Miburo, a US-based consulting company, is reporting that the Chinese government has adopted a calculated social media influencer strategy that includes three broad categories of influencers: “Veiled” Chinese state media personnel, “honeypots” and so-called peers. This strategy aims to circumvent attempts by Western social media to limit the reach of official state-linked media and to deliver Chinese propaganda via more trusted, more appealing messengers. According to a Miburo report:
January 31, 2022 The Chinese Communist Party (CCP), which has long struggled to find messengers that appeal to foreign audiences, has recently tapped into influencers’ remarkable power of persuasion in order to sell us the CCP itself and its controversial policies. This influencer-focused strategy is deliberate and calculated, as evidenced by Chinese state media (CSM) leadership’s own words. In 2016, Zhu Ling, editor-in-chief of state-owned China Daily emphasized the importance of “borrowing mouths” to speak favorably about China. […] The purpose of this influencer-focused strategy is twofold: to circumvent attempts by Western social media to identify and limit the reach of CSM (including Facebook and Twitter “Chinese state-controlled media” labels), and to deliver CCP-aligned messaging via more trusted, more appealing messengers.
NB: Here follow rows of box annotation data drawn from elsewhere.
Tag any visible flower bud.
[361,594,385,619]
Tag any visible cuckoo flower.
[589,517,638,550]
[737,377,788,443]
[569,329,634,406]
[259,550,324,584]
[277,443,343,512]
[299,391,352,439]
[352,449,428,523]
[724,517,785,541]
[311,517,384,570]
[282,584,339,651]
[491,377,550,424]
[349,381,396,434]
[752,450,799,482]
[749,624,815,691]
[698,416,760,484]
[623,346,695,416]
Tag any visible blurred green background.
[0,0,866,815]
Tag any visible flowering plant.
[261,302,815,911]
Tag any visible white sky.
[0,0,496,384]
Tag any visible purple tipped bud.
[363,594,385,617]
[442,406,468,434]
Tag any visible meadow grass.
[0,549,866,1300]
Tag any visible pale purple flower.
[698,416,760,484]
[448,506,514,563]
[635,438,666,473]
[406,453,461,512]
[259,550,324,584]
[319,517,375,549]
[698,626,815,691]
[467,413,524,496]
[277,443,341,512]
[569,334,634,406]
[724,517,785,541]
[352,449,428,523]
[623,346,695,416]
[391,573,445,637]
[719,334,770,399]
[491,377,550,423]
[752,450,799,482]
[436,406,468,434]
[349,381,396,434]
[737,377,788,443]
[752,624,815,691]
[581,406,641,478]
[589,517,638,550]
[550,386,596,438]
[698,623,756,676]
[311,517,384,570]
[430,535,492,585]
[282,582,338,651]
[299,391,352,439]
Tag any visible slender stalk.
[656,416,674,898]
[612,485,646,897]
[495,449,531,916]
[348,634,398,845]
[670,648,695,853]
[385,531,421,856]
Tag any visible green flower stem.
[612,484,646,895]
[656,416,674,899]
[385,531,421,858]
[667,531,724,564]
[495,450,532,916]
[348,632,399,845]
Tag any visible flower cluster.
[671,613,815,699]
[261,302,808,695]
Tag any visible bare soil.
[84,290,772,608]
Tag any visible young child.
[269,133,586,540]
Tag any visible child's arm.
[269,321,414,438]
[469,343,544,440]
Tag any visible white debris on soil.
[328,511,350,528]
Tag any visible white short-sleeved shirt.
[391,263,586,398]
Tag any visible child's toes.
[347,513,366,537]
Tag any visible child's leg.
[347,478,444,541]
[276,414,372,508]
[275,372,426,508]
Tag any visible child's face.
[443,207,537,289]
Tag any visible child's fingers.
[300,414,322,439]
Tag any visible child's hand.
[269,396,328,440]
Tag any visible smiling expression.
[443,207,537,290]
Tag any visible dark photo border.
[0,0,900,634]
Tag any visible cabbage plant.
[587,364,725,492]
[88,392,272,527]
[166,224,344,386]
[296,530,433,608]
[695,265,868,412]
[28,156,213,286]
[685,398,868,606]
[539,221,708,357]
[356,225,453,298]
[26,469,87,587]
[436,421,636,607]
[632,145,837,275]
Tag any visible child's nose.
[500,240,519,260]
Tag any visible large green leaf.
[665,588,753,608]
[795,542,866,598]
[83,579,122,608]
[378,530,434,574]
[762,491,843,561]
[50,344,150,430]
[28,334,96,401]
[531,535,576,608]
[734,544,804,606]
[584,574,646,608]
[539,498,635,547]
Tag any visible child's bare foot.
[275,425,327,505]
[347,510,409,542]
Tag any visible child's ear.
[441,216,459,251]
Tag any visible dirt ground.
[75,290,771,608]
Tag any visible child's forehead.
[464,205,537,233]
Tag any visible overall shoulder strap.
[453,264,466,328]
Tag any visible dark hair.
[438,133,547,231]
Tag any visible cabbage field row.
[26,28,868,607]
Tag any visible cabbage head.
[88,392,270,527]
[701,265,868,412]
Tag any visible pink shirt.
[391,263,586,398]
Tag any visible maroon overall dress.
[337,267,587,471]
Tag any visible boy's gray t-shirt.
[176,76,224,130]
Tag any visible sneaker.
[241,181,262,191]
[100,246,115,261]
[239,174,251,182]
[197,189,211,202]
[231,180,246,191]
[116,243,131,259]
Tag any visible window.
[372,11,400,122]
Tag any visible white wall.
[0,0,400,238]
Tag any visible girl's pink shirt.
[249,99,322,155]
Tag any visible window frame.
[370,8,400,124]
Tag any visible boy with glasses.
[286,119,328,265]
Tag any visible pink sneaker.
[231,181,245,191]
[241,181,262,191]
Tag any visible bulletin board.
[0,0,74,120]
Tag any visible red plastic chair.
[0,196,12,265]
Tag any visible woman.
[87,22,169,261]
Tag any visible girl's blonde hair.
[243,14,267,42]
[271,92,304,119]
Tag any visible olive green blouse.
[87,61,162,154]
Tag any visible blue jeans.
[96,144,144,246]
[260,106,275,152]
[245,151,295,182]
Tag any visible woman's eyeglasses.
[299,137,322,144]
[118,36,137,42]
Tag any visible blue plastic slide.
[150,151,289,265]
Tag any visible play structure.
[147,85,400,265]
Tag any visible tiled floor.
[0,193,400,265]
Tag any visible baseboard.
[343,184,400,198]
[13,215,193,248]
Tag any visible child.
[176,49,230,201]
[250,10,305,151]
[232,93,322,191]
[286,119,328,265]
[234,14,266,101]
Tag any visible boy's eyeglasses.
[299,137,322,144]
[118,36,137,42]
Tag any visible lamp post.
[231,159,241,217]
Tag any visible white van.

The use of CSM-based “influencer studios” and “borrowed” foreign influencers to create and disseminate PUGC works well for this purpose because it allows the CCP to control content creators’ messages and capture audience attention with eye-catching stories, all while granting the CCP plausible deniability. To execute this strategy, China has assembled a collection of pro-CCP content creators, including its own state media employees moonlighting as lifestyle influencers, foreigners paid by the CCP to toe the party line, and even members of Chinese ethnic minority groups used in domestic information operations. In total, we have found more than 200 such influencers. Partly owing to their sheer numbers, we have classified them according to their backgrounds, target audiences, and the particularities of their recruitment and management. China’s propaganda influencers fall into three broad categories: “honeypots,” “peers,” and “veiled CSM reporters.” This need for a taxonomy illustrates both the breadth and the ambition of China’s new peer-to-peer propaganda strategy.
Read the full report here.
The Miburo report defines the three broad categories of influencers the Chinese communist party (CCP) is using for its propaganda efforts as:
- Honeypots are young, attractive lifestyle influencers (primarily women) who are highly interactive with their audiences. Their regular content seems apolitical, but they normalize the CCP’s worldview.
- Peers are primarily Western influencers who speak and look like their target audiences. They act as CCP voiceboxes, taking their viewers on tours of various locations around China while praising developments in technology, society, and even agrarian reforms.
- Veiled Chinese state media (CSM) reporters are CSM employees who identify as reporters and journalists but are not always forthcoming about their CSM affiliations on Western social media. Some openly attack Western democratic systems, accusing them of hypocrisy and human rights abuses.
A second Miburo report analyzes how the unique characteristics of these influencers allow their CCP-aligned messaging to reach audiences, getting to them first and mainly from a trusted source and without rebuttal. This ends up being a particularly effective method of disseminating propaganda.